2008 is the Year of Chicago.
The core of the Democratic Party is shifting to Chicago where our ruthlessly pragmatic style of politics and governing has produced the next presidential nominee. Only our unique political culture where the patronage-fueled organizations traditionally embrace intellectual reformers at the top of the ticket could have allowed a law professor and progressive legislator's campaign to beat the entrenched status quo of the Democratic Party and produce a stronger message to win in November.
The politics and culture of Houston that generated the current president and holds such a disproportionate impact over the nation's political culture is likely giving way to the politics and culture of Chicago.
The nation's most important mayor - the longest-serving - is Mayor Richard Daley.
The number four man in the House is Rahm Emanuel from Chicago and the number two man in the Senate owns a Chicago condo - Dick Durbin from Illinois. Given the likely churn in January, both of those men might amass more clout in the next Congress. Congressman Emanuel is also the natural bridge between two of the major forces of the Democratic Party, the Clintons and the new Obama Administration, as he served in the Clinton Administration.
The nation's best political consultant, David Axelrod, lives and works in Chicago.
Chicago is the United States' choice for the 2016 Olympic summer games and, just as the world's eyes are currently on Beijing, the world's eyes may very well be in Chicago eight years from now.
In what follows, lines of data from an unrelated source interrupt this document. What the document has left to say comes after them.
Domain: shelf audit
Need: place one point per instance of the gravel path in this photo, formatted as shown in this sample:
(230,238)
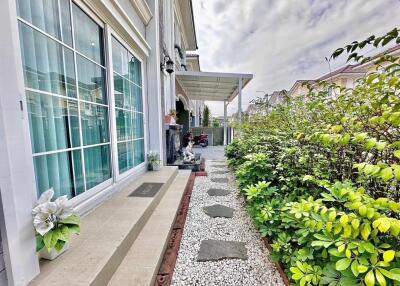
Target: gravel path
(257,270)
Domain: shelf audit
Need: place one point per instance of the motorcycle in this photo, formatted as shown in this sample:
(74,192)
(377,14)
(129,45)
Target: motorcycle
(201,139)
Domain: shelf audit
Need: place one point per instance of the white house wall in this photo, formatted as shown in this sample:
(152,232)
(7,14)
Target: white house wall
(17,180)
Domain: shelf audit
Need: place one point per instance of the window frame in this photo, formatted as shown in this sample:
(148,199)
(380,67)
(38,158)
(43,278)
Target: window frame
(84,198)
(110,33)
(88,193)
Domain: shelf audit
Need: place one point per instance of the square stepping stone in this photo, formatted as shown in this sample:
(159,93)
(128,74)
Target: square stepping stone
(220,172)
(220,180)
(219,211)
(218,192)
(214,250)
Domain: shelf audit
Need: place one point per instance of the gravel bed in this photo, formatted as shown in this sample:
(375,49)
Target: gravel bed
(257,270)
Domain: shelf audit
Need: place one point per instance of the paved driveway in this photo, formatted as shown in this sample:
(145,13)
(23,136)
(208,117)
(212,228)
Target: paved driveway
(211,152)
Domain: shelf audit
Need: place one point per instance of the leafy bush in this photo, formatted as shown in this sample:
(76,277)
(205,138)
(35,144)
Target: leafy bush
(321,178)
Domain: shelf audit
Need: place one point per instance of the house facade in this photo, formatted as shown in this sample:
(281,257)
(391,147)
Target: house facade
(84,92)
(345,76)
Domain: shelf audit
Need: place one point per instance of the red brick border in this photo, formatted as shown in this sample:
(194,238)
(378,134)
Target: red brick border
(166,270)
(278,265)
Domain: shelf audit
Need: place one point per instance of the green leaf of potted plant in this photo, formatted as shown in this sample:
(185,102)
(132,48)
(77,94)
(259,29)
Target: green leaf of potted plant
(54,222)
(153,161)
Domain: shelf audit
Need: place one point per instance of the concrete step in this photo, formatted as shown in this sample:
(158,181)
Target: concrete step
(140,265)
(107,234)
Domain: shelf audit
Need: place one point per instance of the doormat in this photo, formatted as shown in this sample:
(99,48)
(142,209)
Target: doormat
(146,190)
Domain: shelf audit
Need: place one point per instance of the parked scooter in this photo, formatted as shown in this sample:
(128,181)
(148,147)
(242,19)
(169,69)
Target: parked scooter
(201,140)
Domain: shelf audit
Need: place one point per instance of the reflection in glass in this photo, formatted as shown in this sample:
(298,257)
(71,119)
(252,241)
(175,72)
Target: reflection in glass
(121,92)
(124,125)
(54,171)
(135,72)
(88,36)
(136,93)
(94,124)
(48,66)
(97,165)
(56,112)
(139,151)
(91,81)
(125,156)
(120,58)
(46,15)
(53,122)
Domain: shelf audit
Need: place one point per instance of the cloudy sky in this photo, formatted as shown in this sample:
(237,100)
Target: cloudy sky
(281,41)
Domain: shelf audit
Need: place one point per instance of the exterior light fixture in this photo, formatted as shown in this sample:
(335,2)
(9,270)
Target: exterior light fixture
(169,65)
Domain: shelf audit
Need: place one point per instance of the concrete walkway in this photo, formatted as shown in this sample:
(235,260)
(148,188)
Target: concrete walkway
(221,250)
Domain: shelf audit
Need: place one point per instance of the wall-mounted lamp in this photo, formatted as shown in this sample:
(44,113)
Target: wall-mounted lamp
(168,65)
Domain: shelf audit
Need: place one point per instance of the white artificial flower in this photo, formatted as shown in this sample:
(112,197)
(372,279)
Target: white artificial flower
(45,197)
(45,217)
(64,208)
(46,213)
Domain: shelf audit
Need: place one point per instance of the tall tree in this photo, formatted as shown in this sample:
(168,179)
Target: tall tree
(206,116)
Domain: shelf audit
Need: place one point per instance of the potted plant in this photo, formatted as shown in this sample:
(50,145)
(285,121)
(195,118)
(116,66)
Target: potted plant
(54,222)
(153,161)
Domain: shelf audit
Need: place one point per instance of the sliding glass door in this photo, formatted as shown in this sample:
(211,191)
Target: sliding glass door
(127,79)
(63,56)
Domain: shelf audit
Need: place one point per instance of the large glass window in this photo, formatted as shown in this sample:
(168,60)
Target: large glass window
(128,107)
(63,58)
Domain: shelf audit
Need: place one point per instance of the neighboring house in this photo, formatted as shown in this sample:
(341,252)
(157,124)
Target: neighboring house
(84,91)
(345,76)
(299,88)
(263,105)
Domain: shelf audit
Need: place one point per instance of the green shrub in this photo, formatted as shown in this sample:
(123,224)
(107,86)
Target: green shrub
(321,178)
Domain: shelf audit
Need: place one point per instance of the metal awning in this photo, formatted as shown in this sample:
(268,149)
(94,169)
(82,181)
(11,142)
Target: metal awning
(212,86)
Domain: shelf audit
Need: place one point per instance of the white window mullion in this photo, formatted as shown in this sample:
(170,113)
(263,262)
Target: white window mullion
(111,104)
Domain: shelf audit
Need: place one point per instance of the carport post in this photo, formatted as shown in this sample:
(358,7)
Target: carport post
(225,123)
(240,100)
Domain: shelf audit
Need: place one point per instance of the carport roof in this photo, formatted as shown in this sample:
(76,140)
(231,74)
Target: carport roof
(212,86)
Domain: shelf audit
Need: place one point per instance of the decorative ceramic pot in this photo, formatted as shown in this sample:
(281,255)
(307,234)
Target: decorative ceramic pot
(53,254)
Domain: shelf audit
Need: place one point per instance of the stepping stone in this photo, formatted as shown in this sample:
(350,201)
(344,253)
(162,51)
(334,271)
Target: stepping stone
(214,250)
(220,180)
(218,192)
(219,211)
(220,172)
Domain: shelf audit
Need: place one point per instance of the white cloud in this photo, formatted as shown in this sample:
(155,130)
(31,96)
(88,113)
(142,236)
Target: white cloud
(282,41)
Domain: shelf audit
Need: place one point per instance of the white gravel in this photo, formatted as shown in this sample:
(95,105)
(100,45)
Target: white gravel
(257,270)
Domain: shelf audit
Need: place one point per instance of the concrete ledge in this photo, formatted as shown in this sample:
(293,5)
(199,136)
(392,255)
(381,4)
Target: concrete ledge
(107,234)
(143,260)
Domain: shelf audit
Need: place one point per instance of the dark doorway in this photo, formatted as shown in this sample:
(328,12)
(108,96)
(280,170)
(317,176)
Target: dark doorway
(183,116)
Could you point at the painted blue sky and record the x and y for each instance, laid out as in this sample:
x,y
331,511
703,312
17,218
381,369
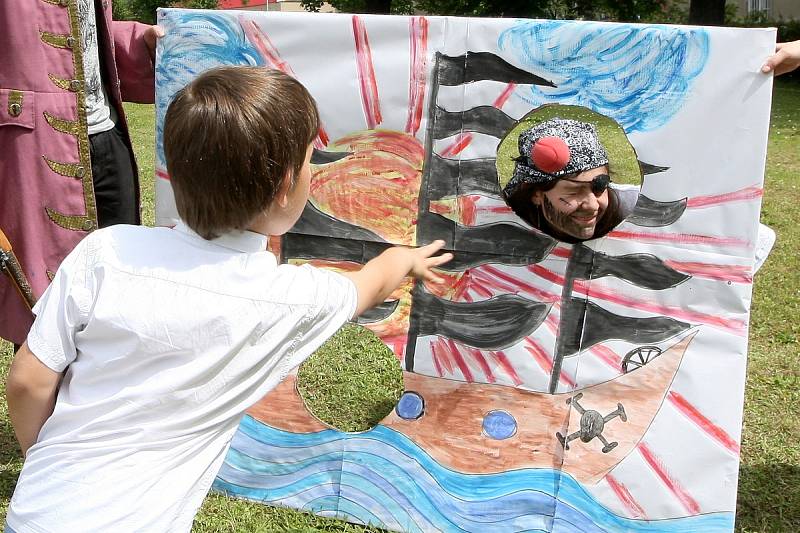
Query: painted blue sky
x,y
638,75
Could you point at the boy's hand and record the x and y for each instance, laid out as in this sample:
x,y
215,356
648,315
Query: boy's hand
x,y
786,59
423,261
381,276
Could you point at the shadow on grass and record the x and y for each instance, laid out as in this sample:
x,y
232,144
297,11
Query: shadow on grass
x,y
769,498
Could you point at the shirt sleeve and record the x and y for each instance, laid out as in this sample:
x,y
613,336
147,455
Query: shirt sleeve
x,y
62,312
335,301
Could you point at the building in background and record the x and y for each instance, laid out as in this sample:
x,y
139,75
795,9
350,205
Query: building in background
x,y
774,9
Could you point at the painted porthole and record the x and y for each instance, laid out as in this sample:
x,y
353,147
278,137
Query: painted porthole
x,y
499,425
411,406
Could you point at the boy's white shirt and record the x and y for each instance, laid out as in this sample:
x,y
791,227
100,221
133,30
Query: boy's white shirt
x,y
166,339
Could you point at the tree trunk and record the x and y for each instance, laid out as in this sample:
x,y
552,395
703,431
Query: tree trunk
x,y
707,12
377,6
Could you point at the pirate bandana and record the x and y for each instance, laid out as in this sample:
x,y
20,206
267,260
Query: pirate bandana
x,y
553,149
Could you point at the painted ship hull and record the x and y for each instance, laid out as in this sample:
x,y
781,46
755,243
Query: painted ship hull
x,y
461,408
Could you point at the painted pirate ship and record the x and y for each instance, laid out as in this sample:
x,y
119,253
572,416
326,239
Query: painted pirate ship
x,y
530,376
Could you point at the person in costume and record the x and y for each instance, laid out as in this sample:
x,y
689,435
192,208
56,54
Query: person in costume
x,y
561,182
66,166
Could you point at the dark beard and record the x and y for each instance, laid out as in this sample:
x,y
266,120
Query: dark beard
x,y
563,226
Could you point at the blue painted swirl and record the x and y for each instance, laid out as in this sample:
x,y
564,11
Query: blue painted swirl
x,y
639,75
383,478
194,42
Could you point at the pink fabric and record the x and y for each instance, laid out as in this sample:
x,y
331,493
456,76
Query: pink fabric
x,y
27,184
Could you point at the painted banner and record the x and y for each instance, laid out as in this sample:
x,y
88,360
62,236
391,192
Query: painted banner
x,y
595,386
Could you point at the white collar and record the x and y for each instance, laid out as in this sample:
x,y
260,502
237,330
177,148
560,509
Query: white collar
x,y
240,241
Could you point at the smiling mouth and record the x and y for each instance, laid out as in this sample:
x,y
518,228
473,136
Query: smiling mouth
x,y
585,220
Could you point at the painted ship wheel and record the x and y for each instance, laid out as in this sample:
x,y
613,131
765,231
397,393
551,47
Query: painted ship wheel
x,y
639,357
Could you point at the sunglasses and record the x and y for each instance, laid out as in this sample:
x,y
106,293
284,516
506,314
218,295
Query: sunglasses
x,y
598,185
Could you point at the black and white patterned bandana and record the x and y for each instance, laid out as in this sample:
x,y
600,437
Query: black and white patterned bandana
x,y
585,152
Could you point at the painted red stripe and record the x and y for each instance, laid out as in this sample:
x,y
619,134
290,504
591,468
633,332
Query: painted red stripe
x,y
441,356
468,209
547,274
542,295
498,209
681,238
478,357
748,193
418,28
552,323
437,364
713,430
608,356
689,503
269,52
366,75
560,251
502,359
461,142
732,273
544,360
487,280
460,362
504,96
595,291
624,495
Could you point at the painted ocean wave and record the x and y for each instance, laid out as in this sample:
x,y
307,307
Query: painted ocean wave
x,y
383,478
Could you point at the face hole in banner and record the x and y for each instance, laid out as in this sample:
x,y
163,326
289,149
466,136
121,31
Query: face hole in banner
x,y
569,172
352,382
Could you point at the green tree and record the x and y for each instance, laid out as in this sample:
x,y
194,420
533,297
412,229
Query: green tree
x,y
707,12
145,10
622,10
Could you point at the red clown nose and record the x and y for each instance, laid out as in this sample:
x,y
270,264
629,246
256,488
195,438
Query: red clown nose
x,y
550,154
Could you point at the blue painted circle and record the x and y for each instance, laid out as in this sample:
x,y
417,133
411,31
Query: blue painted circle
x,y
411,406
499,425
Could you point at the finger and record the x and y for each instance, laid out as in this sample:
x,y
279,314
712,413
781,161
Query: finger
x,y
771,62
439,260
433,278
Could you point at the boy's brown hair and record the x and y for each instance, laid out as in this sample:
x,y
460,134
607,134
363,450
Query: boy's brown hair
x,y
230,138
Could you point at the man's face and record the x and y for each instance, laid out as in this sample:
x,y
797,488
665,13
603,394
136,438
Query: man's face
x,y
571,207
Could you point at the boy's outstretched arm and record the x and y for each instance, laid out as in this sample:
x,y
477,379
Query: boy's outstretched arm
x,y
31,394
382,275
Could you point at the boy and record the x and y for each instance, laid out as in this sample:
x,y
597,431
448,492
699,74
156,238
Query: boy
x,y
161,338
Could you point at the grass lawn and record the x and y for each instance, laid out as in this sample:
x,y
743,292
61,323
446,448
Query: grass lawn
x,y
769,479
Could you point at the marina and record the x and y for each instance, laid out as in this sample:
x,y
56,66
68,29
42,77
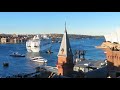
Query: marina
x,y
25,65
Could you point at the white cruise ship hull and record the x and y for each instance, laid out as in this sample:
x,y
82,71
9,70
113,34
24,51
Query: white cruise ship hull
x,y
41,45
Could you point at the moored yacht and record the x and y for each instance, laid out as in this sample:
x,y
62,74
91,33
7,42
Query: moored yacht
x,y
39,59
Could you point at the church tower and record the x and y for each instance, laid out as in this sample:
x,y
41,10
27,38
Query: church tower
x,y
65,56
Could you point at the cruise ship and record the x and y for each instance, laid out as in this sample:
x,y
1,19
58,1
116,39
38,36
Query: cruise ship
x,y
36,44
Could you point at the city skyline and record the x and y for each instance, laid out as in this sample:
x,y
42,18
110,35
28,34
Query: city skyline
x,y
86,23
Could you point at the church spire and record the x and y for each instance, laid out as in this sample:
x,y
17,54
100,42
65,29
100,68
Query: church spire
x,y
65,57
65,27
65,48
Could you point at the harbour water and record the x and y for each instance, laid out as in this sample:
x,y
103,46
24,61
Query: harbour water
x,y
19,65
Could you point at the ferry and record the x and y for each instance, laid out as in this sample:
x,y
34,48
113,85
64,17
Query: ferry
x,y
16,54
36,44
39,59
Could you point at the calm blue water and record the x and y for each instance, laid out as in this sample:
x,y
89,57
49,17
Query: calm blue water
x,y
24,65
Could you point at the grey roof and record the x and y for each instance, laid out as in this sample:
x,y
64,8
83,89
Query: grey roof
x,y
65,48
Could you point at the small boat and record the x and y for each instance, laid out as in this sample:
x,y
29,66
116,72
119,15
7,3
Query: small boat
x,y
39,59
5,64
16,54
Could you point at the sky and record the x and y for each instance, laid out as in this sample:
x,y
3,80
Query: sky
x,y
86,23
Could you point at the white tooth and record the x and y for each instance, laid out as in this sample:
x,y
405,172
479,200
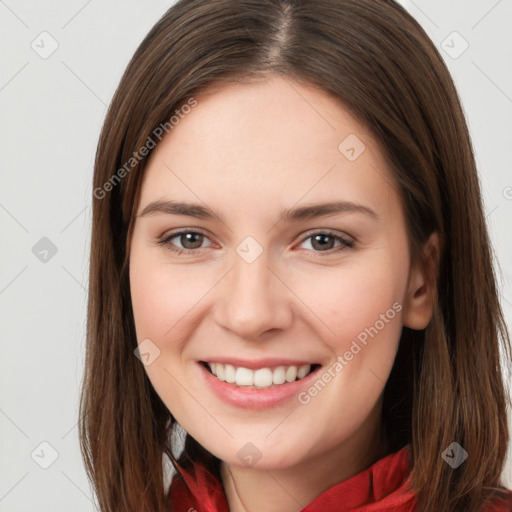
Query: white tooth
x,y
220,371
303,371
263,377
230,373
244,377
278,377
291,373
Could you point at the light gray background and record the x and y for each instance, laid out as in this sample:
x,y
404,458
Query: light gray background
x,y
51,112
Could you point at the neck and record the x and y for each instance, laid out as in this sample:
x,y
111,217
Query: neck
x,y
292,488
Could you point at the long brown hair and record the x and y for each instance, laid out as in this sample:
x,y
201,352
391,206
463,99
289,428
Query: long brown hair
x,y
446,384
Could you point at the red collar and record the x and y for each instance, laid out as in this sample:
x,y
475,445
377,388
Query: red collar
x,y
382,486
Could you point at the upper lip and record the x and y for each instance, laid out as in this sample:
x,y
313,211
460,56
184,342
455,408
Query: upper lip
x,y
254,364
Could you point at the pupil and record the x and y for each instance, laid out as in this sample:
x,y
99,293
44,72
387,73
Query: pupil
x,y
323,245
189,239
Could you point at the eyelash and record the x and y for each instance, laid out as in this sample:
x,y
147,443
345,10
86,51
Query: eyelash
x,y
345,243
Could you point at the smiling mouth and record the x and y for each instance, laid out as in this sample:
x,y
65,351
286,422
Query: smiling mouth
x,y
261,378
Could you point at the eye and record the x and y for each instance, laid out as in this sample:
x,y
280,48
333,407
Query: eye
x,y
324,241
189,241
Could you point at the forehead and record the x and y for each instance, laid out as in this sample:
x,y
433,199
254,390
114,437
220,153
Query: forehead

Chicago, of course, beat out every other city in the nation for the opportunity to represent the United States in this Olympic hosting competition, and if we clinch the ultimate victory in 2009 and beat out Madrid, Tokyo and Rio de Janiero to host the games, we will clearly have established our dominance in Olympic competition.
Our best theatre company, Steppenwolf, just dominated the Tony Awards.
The best crime movie of the last decade and likely the most financially successful movie of all time, "The Dark Knight," is clearly set in Chicago.
The most beautiful and largest residential building in the world - the Santiago Calatrava-designed Chicago Spire - is under construction on the bank of the Chicago River by the shore of Lake Michigan.
Perhaps most importantly, both the Cubs and the White Sox are leading their divisions (the Cubs have the best record in the National League) and a CTA Red Line subway series this October is looking more and more likely. (This would be a real subway series where the same transit line - the Red Line -- directly connects Wrigley Field and the Sox's U.S. Cellular Field).
Proudly multi-racial, ruthlessly pragmatic, open to hustling newcomers and somewhat audacious, Chicago's unique culture is ascendant.